En esa imprenta trabaja un amigo de mis épocas de creativo en publicidad. Hace una semana, charlando con mi amigo, me dijo que Carlos había desaparecido, que nadie sabía nada de él. Ayer, después de mucho tiempo tuve que ir a la imprenta y Carlos no estaba en la recepción. Pregunté que sabían, qué me podían contar, y esto fue lo que me dijeron: 
Hace unos días se descompuso, cayó al piso y no quiso que llamaran a un médico ni que lo llevaran a ningún hospital. La empresa pidió un remís para que lo llevara a su casa. Nadie supo jamás dónde vive, nunca se tuvo una dirección exacta. Llegó el remís y lo llevó adonde él le indicó al remisero. Llegaron a una esquina y Carlos le dijo: déjeme aquí… No, lo llevo a la puerta de su casa, le dijo el chofer. Carlos no quiso y se bajó del auto. El hombre lo vio doblar en la esquina, bajó del auto y lo siguió porque se preocupó al verlo tan mal. Lo vio entrar a una casa. Pero no se quedó conforme. Tocó el timbre de la casa y salió a atenderlo una mujer. El remisero le preguntó por Carlos con nombre y apellido. La mujer, un poco asombrada, le preguntó para qué lo buscaba. El hombre le explicó que lo había traído en su auto desde una imprenta para la que Carlos trabaja, pero que estaba preocupado por él porque no se había sentido bien durante el día. La mujer le dijo entonces: Ese hombre al que usted busca es mi papá..., pero murió hace diez años.
Pero esto no termina aquí. En la recepción de la imprenta, en una esquina de la pared, y a una altura que no se puede llegar con la mano, hay un estante pequeño con una calavera, sí, un cráneo humano. Las veces que pregunté cómo llegó eso hasta ahí todos tuvieron una broma para hacer. Un día le pregunté a Carlos, y me dijo, en tono risueño, que antes de que estuviera esa imprenta allí, había otra, y que él trabajaba en aquella imprenta. Cuando aquella imprenta cerró y se instaló la actual, él siguió trabajando como parte del mobiliario. Por eso sabía que esa calavera era de un hombre que trabajó en la antigua imprenta y que había muerto. Un día, alguien, no recuerda quién, trajo la calavera y la puso allí arriba. Por supuesto que lo tomé en broma y me reí con él.

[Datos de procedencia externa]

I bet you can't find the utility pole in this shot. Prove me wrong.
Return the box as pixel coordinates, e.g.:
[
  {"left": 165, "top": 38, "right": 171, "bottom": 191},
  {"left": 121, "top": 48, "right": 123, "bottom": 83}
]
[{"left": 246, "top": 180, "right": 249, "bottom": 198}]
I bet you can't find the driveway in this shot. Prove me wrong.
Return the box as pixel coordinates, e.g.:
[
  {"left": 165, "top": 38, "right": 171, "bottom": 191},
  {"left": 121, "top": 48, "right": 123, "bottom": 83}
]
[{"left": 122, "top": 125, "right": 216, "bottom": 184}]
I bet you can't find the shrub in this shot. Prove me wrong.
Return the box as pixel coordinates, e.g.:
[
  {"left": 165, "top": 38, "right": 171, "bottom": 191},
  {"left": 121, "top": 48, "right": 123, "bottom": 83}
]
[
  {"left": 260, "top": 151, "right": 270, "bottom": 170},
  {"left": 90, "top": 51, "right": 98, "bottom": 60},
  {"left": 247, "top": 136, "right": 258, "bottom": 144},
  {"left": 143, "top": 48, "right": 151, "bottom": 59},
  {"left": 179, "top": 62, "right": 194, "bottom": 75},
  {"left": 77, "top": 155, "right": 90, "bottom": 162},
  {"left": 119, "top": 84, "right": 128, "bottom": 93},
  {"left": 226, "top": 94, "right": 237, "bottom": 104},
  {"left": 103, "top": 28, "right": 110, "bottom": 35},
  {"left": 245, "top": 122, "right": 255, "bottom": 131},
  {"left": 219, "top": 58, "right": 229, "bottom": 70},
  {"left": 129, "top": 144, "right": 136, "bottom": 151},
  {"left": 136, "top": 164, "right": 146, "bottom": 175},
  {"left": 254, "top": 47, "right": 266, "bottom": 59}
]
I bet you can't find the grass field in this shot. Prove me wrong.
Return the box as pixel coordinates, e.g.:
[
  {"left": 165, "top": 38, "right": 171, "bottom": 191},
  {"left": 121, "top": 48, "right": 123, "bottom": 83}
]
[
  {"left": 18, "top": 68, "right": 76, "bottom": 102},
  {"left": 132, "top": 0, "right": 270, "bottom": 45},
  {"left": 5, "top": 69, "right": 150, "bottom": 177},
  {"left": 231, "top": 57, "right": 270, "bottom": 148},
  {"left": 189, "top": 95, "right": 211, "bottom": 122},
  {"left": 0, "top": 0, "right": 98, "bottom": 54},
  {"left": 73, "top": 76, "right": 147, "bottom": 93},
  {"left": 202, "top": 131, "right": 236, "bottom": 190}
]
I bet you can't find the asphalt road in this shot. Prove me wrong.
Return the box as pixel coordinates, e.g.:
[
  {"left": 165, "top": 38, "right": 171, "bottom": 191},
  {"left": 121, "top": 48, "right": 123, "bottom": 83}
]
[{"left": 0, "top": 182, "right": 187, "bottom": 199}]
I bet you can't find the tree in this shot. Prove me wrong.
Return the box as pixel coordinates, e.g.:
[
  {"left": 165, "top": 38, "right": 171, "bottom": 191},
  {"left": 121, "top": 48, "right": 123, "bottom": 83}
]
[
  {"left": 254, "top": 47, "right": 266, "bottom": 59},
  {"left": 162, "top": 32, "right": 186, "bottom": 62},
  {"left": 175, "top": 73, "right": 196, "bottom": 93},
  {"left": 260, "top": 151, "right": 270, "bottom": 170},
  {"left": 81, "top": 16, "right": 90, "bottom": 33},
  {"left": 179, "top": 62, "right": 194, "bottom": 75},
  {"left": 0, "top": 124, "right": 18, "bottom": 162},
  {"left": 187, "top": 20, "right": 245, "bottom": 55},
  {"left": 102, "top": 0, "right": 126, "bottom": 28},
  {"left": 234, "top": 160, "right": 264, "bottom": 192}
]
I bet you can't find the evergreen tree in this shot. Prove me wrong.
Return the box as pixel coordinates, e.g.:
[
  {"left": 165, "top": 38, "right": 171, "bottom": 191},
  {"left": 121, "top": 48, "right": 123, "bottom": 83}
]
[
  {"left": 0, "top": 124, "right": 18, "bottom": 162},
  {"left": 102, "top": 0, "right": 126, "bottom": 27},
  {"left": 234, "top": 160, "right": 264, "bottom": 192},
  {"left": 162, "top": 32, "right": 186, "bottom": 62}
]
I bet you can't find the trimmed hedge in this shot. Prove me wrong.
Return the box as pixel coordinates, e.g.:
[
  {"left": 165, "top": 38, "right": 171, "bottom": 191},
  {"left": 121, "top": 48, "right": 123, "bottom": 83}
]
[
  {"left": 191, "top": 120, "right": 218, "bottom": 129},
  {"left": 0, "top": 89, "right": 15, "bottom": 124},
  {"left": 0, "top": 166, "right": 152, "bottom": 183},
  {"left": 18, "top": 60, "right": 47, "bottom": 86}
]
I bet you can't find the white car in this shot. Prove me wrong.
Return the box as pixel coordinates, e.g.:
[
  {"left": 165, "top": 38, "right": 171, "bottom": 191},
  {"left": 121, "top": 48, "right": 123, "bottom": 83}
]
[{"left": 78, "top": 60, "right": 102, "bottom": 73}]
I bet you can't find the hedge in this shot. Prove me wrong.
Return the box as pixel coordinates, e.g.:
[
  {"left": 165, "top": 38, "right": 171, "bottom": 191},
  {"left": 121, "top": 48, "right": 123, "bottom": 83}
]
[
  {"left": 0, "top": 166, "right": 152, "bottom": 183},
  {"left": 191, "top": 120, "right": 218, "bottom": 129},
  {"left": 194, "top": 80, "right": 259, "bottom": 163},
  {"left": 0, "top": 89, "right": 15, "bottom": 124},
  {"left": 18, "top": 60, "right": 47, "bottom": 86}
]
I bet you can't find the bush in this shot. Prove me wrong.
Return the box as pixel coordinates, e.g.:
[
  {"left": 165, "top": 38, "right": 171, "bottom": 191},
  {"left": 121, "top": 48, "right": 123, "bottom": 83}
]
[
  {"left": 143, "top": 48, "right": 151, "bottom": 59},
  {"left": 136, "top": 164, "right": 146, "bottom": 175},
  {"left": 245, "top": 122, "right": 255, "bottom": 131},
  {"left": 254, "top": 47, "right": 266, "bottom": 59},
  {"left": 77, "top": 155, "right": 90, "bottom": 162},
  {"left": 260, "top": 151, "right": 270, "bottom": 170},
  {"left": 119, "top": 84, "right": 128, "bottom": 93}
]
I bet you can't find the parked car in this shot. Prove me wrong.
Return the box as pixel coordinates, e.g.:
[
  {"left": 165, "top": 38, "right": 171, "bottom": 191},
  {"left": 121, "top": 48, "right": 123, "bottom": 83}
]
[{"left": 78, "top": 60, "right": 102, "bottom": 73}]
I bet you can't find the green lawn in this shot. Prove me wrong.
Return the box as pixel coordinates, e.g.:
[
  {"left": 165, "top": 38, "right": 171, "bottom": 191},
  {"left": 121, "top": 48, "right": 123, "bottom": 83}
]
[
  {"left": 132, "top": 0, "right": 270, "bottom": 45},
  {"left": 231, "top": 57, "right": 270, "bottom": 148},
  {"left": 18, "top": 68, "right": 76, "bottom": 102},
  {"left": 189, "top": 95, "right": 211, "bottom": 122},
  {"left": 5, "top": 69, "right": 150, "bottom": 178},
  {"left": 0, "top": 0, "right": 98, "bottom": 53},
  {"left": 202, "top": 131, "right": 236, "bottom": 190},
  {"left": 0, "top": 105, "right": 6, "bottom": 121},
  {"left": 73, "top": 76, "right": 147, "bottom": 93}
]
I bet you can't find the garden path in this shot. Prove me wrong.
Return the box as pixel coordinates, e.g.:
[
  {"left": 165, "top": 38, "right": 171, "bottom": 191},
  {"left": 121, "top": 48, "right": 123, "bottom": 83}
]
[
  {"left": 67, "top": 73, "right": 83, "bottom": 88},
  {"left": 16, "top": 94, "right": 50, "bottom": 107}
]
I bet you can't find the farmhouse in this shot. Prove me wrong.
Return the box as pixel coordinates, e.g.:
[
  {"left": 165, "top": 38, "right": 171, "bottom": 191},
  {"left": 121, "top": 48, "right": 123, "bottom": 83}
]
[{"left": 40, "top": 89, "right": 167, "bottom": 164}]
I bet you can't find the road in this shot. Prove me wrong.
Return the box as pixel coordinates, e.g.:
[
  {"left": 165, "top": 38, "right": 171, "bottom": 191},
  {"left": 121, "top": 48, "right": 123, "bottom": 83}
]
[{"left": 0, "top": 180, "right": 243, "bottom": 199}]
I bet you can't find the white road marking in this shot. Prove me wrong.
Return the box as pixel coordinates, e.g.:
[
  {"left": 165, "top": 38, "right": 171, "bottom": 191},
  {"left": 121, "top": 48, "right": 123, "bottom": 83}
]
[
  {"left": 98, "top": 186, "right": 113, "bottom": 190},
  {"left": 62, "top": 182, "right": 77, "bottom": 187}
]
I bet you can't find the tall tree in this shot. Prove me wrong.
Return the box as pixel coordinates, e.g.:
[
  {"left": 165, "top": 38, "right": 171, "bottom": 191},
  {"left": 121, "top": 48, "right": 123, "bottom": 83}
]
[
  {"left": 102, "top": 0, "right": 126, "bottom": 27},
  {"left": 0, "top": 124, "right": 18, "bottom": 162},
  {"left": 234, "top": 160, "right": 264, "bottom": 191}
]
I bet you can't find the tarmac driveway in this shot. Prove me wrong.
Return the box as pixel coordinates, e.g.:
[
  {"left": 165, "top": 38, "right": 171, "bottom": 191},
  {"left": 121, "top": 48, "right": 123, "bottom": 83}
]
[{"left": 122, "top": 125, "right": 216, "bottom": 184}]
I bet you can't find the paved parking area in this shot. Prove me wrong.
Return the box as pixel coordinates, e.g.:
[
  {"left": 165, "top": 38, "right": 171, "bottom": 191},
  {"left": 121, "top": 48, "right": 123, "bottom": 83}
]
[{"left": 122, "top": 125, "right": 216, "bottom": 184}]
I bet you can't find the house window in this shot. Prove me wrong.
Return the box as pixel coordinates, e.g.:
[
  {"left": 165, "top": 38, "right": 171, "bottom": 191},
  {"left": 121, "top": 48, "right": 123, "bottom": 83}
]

La última vez que vi a Carlos y cuando yo ya me estaba yendo, me dijo: Ricardo, no le perdono que no haya leído, El Nombre de la Rosa, de Umberto Eco. (Yo le había dicho, hacía un tiempo, que compré el libro y nunca lo leí.) Y agregó: Prométame, antes de irse, que lo va a leer. Le dije, ya en la puerta de salida: Se lo prometo… 
Espero que cuando yo vuelva a esa imprenta, él esté sentado en la recepción y me pregunte lo de siempre: ¿Dígame, Ricardo, qué libro está leyendo últimamente? Le voy a contestar: El Nombre de la Rosa, de Umberto Eco.